真夏の碧
離島に移住して3年目の夏。
この異世界のような海が日常です。
どこまでも透明で蒼い海、それが目前に広がります。
島にいると見慣れてしまうのですが、陸地の友人たちの感嘆の声を聴くと。いかに自分が日常感から逸脱したリゾートに棲んでいるのだとわかります。
砂岩が風化した白浜と、花崗岩が風化した赤浜。
そのコントラストが胸に迫ります。
同級生から連絡がありまして。
初めてこの島に来てくれると。
宿泊先のキャパが薄いのでなかなか見つからないというので、家に泊まるように勧めました。そうそう、このハイシーズンに対応できるような部屋数を確保したら、冬場には持て余すのです。

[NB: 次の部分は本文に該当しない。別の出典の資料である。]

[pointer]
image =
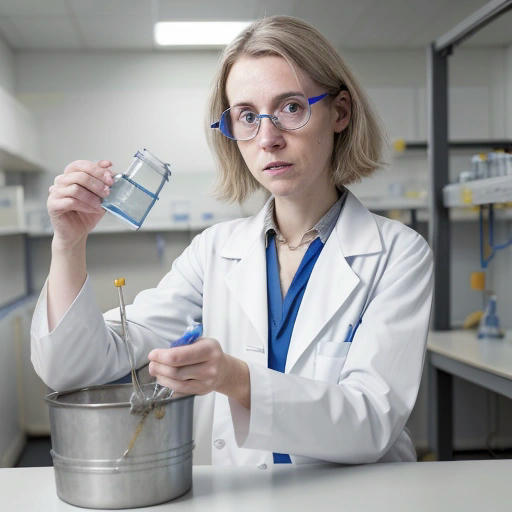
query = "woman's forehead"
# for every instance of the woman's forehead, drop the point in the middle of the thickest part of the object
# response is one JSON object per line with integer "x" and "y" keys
{"x": 254, "y": 79}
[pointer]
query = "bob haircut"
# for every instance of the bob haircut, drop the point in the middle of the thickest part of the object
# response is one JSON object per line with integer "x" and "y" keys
{"x": 357, "y": 149}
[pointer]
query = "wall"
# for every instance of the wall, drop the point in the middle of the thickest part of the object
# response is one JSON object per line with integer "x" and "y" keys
{"x": 6, "y": 67}
{"x": 107, "y": 104}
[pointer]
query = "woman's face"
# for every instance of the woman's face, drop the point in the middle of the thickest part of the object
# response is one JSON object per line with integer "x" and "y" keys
{"x": 301, "y": 157}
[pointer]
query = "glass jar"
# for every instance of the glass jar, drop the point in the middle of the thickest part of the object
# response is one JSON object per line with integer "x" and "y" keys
{"x": 134, "y": 193}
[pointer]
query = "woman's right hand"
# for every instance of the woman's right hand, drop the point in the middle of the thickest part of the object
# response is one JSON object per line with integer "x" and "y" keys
{"x": 74, "y": 200}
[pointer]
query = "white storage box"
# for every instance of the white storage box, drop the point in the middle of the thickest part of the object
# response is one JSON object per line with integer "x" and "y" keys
{"x": 11, "y": 208}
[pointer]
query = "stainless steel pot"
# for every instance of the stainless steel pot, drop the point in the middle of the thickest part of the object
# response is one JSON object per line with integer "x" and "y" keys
{"x": 91, "y": 429}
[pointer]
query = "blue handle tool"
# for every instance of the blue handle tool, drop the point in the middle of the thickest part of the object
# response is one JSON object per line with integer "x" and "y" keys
{"x": 189, "y": 337}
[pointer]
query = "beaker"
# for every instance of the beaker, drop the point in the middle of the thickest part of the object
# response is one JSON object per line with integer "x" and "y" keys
{"x": 134, "y": 193}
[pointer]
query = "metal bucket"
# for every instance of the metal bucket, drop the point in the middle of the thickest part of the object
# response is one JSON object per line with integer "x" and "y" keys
{"x": 91, "y": 429}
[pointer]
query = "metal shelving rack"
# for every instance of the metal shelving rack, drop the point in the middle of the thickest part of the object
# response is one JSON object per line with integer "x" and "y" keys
{"x": 441, "y": 435}
{"x": 438, "y": 147}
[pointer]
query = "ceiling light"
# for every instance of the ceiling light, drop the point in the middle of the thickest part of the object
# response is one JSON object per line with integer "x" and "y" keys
{"x": 197, "y": 33}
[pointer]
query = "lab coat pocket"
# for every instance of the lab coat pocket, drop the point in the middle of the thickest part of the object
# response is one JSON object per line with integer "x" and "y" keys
{"x": 330, "y": 358}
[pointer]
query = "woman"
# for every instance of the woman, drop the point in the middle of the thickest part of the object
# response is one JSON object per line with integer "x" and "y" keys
{"x": 315, "y": 311}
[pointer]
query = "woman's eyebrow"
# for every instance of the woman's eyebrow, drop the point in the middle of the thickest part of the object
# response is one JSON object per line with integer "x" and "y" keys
{"x": 276, "y": 99}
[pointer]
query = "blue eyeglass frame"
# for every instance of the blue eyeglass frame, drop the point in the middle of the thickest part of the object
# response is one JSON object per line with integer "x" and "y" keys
{"x": 219, "y": 124}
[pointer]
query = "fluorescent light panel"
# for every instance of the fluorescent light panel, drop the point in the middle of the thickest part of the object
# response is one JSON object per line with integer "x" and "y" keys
{"x": 197, "y": 33}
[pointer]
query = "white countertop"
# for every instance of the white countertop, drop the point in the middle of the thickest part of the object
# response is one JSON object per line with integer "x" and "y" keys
{"x": 425, "y": 486}
{"x": 494, "y": 356}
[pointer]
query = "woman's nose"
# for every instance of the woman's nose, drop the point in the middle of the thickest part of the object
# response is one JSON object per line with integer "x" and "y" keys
{"x": 269, "y": 136}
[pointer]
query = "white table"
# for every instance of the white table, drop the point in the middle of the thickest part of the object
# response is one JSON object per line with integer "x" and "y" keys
{"x": 487, "y": 363}
{"x": 419, "y": 486}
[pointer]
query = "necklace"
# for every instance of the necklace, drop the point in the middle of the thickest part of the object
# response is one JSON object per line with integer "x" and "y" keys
{"x": 305, "y": 239}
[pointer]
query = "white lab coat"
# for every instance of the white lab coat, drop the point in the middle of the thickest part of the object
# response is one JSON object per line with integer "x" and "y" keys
{"x": 337, "y": 401}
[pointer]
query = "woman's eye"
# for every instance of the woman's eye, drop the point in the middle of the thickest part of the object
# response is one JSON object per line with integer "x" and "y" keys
{"x": 292, "y": 108}
{"x": 248, "y": 117}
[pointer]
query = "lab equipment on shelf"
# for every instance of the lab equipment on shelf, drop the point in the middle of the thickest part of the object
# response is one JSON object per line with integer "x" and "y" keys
{"x": 490, "y": 324}
{"x": 488, "y": 165}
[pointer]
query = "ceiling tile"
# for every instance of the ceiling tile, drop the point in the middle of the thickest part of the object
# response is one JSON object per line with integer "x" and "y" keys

地域おこし協力隊の隊員任期が迫り、滅法な方面からもお声がかかります。何故にここまで選択肢が増えているのか。有難いことですが。
離島から抜け出したい思いと、この時期の海を眺めていると逡巡してしまうのです。
基本的に私は怠け者の夢想家なもので。
けれど仕事を纏めていくのも大好物で。
白砂と赤砂に覆われた二面性のある浜。
どこか自分に似通っている気がします。